Stephanie Keith | Bloomberg | Getty Images
Financial institutions took billions in short-term loans this week from the Federal Reserve as the industry weathered a severe crisis of confidence and liquidity, the central bank reported Thursday.
Using tools the Fed launched Sunday, banks looking for cash infusions borrowed $11.9 billion from the Bank Term Funding Program. Under this facility, banks can take one-year loans on favorable terms in return for high-quality collateral.
Most banks took the more traditional route, using the Fed’s discount window under slightly less favorable terms, with borrowing rising by $148.2 billion for the week. The discount window provides loans of up to just 90 days, while the BTFP term is one year. However, the Fed eased the terms of the discount window to make it more attractive to borrowers in need of working capital.

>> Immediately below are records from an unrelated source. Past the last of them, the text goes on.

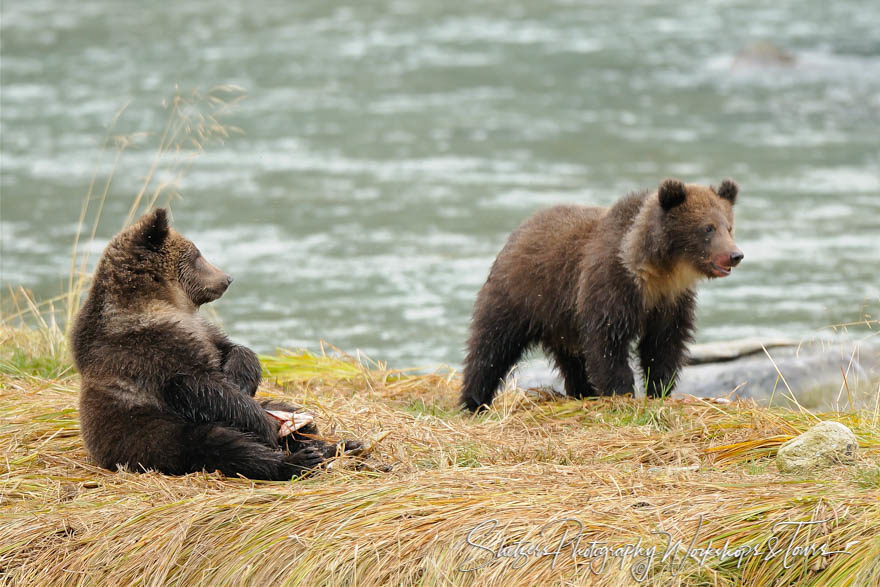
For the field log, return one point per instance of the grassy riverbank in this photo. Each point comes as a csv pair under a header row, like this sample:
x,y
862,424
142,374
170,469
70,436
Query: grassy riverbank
x,y
623,468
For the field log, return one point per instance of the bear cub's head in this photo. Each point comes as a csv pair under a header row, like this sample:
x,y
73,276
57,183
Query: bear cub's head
x,y
698,225
150,261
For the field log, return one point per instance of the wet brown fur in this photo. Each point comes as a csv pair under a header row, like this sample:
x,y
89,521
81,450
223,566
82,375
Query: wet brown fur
x,y
162,388
584,282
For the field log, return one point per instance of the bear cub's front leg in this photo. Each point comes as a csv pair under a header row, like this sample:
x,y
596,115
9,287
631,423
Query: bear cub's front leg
x,y
242,368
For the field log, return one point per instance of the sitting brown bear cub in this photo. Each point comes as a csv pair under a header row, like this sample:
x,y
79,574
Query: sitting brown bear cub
x,y
585,282
164,389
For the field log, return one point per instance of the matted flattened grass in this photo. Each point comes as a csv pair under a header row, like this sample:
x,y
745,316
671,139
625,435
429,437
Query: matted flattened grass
x,y
618,469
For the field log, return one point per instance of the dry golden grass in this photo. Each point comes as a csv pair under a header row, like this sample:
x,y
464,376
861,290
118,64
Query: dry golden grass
x,y
624,468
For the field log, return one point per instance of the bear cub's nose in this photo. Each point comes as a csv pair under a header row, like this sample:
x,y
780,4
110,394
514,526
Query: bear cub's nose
x,y
735,258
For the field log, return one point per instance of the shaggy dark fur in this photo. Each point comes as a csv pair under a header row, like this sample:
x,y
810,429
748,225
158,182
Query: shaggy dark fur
x,y
585,282
164,389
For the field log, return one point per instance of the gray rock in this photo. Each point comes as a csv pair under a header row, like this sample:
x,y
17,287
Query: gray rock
x,y
826,443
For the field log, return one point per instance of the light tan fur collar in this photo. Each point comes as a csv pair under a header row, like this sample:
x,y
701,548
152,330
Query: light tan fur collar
x,y
657,284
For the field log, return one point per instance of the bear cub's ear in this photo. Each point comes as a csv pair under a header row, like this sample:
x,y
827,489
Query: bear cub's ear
x,y
153,229
728,190
671,193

There was also a large increase in bridging loans, also made over short maturities, totaling $142.8 billion, primarily to now-closed institutions to meet depositor obligations and other expenses.

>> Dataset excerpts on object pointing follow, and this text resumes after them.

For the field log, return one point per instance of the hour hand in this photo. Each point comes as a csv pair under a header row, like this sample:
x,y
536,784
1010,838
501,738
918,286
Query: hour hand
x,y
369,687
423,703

The data comes days after regulators shut down Silicon Valley Bank and Signature Bank, two institutions favored by the high-tech community.
With great fear that customers who exceeded the $250,000 Federal Deposit Insurance Corp. guarantee could lose their money, regulators stepped in to back all deposits.
The programs boosted the totals on the Fed’s balance sheet, escalating the total by about $297 billion.